Leia o texto completo do documento protocolado pelo PSOL no MP exigindo um plano de gestão da crise da COVID-19 em Feira

EXMO(A) SR(A) DR(A) REPRESENTANTE DO MINISTÉRIO PÚBLICO DO ESTADO DA BAHIA

URGENTE. ASSUNTO: COVID-19

1. PSOL – PARTIDO SOCIALISMO E LIBERDADE, CNPJ 08.154.169/0001-08, com domicílio na Rua Wesceslau Braz, s/n, bairro Queimadinha – Feira de Santana/BA, endereço eletrônico psol.fsa@gmail.com, fone (75) 99160-2861, vem com lastro na garantia fundamental ao direito de petição disposta no art.5º, XXXIV, “a” e por força do princípio da dignidade humana firmado no art. 1º, III, da Constituição Federal de 1988, bem como com espeque no Art. 127, no Art. 129, II, novamente da CF/88, propor

REPRESENTAÇÃO

contra o MUNICÍPIO DE FEIRA DE SANTANA, pessoa jurídica de direito público interno, representado por sua Procuradoria Geral, situada na AV. Maria Quitéria, 841 – Brasília, Feira de Santana/BA, CEP:44088-078, endereço eletrônico pgm@pmfs.ba.gov.br, fone (75) 3623-8500/ 3623-7634, pelos fatos e fundamentos que expõe a seguir.

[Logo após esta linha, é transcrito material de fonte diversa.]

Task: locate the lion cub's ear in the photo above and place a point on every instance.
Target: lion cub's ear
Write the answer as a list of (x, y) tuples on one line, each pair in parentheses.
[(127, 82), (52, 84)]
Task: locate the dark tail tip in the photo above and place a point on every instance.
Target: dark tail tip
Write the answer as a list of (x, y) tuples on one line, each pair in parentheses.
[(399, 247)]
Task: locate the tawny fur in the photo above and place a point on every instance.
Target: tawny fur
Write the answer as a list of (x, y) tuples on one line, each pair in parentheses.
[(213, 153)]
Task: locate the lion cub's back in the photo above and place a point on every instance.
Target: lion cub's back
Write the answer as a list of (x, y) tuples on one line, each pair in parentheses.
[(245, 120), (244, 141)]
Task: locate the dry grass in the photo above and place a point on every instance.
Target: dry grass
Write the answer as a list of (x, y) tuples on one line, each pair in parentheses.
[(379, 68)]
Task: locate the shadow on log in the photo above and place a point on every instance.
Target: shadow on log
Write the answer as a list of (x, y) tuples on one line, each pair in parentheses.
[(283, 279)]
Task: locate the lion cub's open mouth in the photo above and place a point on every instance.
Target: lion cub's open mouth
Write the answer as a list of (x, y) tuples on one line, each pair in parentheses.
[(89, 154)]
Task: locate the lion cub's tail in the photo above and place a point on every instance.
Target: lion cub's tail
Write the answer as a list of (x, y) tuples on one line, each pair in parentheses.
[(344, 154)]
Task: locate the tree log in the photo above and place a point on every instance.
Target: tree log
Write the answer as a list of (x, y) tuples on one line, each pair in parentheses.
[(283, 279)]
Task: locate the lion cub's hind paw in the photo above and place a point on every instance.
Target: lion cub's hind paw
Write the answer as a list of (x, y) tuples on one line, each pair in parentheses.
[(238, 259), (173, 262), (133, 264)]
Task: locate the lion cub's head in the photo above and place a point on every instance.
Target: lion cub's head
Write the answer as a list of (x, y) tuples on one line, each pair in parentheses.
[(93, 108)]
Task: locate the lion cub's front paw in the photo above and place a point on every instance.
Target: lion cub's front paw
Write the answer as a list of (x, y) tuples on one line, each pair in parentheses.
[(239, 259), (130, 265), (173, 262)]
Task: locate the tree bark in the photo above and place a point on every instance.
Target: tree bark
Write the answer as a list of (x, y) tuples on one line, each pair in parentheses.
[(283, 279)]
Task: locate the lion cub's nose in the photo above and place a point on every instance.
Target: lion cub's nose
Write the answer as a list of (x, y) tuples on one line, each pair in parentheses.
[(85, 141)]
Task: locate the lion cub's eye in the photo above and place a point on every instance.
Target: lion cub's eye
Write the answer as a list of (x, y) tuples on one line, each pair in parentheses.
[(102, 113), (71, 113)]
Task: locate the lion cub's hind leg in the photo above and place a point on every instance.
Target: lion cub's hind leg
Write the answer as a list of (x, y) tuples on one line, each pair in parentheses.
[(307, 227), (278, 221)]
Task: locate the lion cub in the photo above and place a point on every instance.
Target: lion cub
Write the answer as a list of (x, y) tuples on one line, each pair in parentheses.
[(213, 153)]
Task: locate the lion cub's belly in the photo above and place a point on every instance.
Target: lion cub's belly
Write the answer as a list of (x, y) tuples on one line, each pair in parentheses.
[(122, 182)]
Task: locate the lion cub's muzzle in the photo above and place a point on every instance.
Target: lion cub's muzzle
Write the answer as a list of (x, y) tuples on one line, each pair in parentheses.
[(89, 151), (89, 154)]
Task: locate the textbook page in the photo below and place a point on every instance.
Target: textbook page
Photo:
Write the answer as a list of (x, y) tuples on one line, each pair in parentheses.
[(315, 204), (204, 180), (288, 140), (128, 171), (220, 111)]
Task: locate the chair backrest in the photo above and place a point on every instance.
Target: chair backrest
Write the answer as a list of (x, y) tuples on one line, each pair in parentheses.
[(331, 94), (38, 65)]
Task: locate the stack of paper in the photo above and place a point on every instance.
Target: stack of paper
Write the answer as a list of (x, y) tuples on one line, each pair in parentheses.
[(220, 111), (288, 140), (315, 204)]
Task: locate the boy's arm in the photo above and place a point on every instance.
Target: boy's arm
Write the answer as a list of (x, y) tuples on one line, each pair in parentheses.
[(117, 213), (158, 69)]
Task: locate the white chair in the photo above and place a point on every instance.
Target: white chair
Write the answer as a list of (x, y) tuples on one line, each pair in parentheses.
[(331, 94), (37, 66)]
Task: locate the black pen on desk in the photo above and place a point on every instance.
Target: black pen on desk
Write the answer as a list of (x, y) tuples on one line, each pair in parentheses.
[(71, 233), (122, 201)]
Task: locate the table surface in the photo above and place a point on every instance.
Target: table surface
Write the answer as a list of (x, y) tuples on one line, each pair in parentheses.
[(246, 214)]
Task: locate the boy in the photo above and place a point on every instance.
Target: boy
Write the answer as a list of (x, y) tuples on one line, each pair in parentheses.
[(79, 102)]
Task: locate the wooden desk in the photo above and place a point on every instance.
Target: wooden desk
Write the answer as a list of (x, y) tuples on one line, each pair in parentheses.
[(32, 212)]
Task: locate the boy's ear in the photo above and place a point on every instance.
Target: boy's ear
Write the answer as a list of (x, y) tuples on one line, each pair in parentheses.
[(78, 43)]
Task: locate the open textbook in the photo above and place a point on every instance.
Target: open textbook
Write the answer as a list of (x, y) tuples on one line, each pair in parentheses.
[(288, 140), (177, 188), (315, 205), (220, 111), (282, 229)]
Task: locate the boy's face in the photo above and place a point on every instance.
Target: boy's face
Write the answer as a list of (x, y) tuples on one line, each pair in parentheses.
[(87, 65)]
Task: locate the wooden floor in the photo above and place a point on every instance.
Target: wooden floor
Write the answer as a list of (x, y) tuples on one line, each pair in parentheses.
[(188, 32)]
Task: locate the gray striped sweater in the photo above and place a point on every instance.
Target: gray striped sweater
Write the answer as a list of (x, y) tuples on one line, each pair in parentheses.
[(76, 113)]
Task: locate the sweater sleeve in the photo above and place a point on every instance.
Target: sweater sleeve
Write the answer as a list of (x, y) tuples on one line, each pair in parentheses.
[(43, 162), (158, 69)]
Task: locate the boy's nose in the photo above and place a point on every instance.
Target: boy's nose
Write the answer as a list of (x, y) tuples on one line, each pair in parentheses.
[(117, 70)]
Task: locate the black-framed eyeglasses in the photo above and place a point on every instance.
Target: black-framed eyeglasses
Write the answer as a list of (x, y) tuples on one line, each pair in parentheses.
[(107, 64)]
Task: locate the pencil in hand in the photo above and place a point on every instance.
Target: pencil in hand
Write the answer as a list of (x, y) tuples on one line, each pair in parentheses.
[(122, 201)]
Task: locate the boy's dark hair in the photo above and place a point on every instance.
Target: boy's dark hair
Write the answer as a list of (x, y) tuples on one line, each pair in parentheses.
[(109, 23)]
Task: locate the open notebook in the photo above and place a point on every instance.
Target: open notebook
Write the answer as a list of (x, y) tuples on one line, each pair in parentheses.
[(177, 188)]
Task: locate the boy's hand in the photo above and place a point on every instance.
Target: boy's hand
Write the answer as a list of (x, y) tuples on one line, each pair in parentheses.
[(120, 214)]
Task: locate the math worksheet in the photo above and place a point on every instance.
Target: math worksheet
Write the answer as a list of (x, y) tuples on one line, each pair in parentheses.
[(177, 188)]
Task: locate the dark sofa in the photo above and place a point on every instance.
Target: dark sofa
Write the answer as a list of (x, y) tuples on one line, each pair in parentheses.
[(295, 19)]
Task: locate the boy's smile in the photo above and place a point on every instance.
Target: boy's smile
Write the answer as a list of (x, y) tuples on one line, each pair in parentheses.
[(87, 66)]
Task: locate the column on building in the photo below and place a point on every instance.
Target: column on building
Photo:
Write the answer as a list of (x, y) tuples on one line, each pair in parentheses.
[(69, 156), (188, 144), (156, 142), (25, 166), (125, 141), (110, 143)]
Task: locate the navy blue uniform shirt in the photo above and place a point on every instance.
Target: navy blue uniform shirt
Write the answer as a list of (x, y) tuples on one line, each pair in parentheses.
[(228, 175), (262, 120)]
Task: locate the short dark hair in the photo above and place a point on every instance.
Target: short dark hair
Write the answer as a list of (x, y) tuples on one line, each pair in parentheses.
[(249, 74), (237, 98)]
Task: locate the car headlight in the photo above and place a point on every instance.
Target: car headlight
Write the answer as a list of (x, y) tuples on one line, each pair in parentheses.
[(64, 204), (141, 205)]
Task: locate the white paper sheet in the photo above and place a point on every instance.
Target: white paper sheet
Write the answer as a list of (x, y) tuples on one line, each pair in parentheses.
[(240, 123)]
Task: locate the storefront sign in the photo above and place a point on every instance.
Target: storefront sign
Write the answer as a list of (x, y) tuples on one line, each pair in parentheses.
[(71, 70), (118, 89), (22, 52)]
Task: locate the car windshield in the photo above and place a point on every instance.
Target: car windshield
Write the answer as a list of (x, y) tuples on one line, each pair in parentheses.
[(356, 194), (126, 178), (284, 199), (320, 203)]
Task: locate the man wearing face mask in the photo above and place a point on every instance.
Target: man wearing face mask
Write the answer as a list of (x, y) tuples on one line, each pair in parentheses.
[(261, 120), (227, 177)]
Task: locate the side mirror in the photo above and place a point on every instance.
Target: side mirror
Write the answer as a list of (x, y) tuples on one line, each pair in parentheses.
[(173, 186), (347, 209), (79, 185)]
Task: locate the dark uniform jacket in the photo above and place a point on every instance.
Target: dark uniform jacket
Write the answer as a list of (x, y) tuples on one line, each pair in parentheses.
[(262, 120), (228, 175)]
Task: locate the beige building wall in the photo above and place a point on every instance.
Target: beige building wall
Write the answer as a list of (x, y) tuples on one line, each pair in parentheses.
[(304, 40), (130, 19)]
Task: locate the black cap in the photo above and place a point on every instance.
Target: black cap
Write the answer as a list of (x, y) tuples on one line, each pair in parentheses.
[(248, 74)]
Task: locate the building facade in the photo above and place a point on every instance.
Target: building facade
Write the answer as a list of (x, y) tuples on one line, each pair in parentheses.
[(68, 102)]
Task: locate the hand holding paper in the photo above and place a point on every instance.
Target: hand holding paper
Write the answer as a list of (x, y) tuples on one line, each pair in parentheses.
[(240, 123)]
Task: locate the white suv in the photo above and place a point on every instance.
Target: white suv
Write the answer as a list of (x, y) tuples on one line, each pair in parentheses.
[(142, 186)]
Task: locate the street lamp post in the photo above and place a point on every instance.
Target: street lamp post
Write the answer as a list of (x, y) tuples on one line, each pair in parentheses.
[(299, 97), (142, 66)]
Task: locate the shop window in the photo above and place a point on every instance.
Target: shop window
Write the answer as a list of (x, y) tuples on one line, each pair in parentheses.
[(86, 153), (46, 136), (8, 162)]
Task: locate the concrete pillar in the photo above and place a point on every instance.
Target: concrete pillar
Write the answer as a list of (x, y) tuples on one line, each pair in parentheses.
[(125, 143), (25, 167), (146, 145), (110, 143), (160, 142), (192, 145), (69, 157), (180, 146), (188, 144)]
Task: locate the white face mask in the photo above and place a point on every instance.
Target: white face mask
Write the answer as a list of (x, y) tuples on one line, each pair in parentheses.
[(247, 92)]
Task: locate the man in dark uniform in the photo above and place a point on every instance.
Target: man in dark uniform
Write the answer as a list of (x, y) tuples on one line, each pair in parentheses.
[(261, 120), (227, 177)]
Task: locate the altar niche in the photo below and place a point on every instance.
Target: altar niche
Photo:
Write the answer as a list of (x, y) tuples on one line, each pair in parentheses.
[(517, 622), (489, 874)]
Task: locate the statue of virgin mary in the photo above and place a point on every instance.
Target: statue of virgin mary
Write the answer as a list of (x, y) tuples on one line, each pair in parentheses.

I – DA GRAVIDADE DA PANDEMIA EM FEIRA DE SANTANA

2. A pandemia do novo coronavírus (SARS-CoV-2) chega ao mês de julho tendo o Brasil como epicentro da crise mundial. Os números são assustadores. Atingimos 2 milhões de casos e passamos de 80.00 mil mortes. Na Bahia, de acordo com o site oficial do governo, ultrapassaram-se 120 mil casos, atingindo-se mais de 2,4 mil mortes em decorrência da COVID-19. Feira de 3. Santana tem sido um dos municípios onde o número de casos tem maior crescimento, ultrapassando-se a marca de 5 mil infectados, e registrando-se mais de 100 óbitos.

3. Para fazermos um comparativo mensal de crescimento dos casos no município, registramos que em 22/04, um dia após a reabertura do comércio local, haviam 66 casos confirmados. Quinze dias depois já eram 106 casos. Embora tenha havido novo fechamento do comércio no dia 18/05, no final de maio somavam-se 563 casos – representando cerca de 855% de crescimento em relação ao primeiro número. No último mês houve um aumento de 524% dos casos no município.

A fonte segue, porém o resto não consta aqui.